Scottish steel plants deal agreed

Scottish steel plants deal agreed

Metals firm Liberty House has signed a deal to buy two mothballed Lanarkshire steel plants.

The "back to back" agreement, which was confirmed on Thursday morning, involves the Scottish Government buying the Clydebridge and Dalzell plants from Tata Steel, and immediately selling them on to Liberty.

The sale will be done under the same terms with no cost to the taxpayer.

Liberty will take responsibility for reopening, operating and investing in the two sites as part of its wider strategy to build an integrated and sustainable steel business across the UK.

Business minister Fergus Ewing said: "When Tata Steel mothballed the Dalzell and Clydebridge plants, I said we would leave no stone unturned in the quest to find an alternative buyer.

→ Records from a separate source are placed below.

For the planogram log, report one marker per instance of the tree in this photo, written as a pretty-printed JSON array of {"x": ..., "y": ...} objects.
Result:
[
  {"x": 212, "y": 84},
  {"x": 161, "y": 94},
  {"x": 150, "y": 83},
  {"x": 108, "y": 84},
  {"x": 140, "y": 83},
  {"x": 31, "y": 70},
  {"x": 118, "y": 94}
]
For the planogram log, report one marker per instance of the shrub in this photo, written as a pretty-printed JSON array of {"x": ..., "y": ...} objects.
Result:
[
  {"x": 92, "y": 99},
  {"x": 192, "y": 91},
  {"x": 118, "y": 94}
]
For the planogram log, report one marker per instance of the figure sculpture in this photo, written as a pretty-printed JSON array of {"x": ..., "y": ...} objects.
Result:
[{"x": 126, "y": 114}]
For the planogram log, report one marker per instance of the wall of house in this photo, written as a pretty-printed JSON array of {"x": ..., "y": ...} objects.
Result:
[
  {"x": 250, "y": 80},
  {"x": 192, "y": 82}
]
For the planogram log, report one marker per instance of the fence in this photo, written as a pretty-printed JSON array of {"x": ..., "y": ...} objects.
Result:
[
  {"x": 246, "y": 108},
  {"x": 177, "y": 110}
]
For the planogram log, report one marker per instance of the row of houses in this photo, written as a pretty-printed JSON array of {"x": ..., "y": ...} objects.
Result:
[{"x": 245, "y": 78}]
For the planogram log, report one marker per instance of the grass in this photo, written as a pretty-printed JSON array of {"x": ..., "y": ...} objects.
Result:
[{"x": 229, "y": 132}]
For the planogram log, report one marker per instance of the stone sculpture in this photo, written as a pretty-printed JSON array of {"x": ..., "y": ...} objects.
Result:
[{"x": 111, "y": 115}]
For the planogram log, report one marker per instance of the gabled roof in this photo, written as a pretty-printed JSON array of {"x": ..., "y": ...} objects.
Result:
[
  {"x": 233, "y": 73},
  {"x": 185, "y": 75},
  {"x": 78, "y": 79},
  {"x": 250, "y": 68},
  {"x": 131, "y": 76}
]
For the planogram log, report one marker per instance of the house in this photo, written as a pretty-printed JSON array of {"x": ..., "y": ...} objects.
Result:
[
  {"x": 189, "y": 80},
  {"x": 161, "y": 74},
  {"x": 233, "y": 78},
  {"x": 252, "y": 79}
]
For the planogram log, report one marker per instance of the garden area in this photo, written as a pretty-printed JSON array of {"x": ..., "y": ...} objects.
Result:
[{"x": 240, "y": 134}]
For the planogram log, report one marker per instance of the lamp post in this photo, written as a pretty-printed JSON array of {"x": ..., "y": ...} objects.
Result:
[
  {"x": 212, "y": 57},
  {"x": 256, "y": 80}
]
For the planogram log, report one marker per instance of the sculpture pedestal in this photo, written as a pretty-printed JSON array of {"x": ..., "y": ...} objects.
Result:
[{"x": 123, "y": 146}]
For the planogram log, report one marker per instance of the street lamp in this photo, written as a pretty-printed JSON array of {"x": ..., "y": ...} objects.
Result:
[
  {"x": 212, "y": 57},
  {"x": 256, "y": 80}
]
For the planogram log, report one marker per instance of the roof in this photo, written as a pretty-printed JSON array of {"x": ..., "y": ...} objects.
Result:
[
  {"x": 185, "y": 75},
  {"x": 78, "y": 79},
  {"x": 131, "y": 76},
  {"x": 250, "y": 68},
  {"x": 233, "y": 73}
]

"That is why we established a Scottish steel taskforce and why I am delighted that our support for the steel industry has paid off."

The taskforce was established to secure jobs and the future of steel  manufacturing in Scotland after Tata announced 1,200 UK job losses in October.

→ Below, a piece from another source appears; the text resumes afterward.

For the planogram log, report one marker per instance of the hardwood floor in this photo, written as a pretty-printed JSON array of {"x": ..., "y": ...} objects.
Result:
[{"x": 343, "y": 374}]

Its main focus was on finding a new buyer for the two plants.

The government recently announced a cut in business rates at the  plants from April for any new operator, provided they continue to use the sites  for steel production.

Ewing added: "Liberty has a proven track record in the UK steel industry and has ambitions to make these plants viable and successful.

"It's a huge tribute to the calibre of the highly-skilled workforce, and the efforts of everyone on the taskforce, that Liberty recognise the tremendous potential of Scottish steel."

Sanjeev Gupta, executive chair of Liberty House Group, said: "This agreement saves two great facilities in Scotland.

"Now we must turn our attention to restoring these businesses to their former glory, steadily rebuilding their skilled workforces and customer base.

"Clydebridge and Dalzell will fit well into our vision for an integrated, flexible and sustainable steel sector, from recycled local scrap using renewable energy-making green steel to value added downstream and engineered products.

"We're grateful for the support of the Scottish Government and Scottish Enterprise in enabling us to reach this very positive historic agreement."

Bimlendra Jha, executive chairman of Tata Steel's Long Products Europe business, said: "We welcome this deal which opens the possibility of a resumption of steel processing in Scotland.

"This has been achieved with the determination and support of employees, trade unions and the Scottish Government all working together."

Grahame Smith, Scottish Trades Union Congress general secretary said: "This is excellent news and all partners involved in the Steel taskforce should be congratulated for their hard work and tenacity.

 "The workforce wasn't prepared to sit back and let the Scottish steel industry fade away and it is tremendously encouraging that the Scottish Government and its agencies were able to provide the support to secure a positive outcome."

Scotland's First Minister Nicola Sturgeon said: "I'm absolutely delighted that this deal has been sealed today - bringing to an end months of anguish and uncertainty for communities in Motherwell and Cambuslang.

"The concerted efforts of the Scottish Government, trade unions, the workforce and the companies themselves have paid off - and I would like to sincerely thank all of those involved for their patience and persistence over the last few months."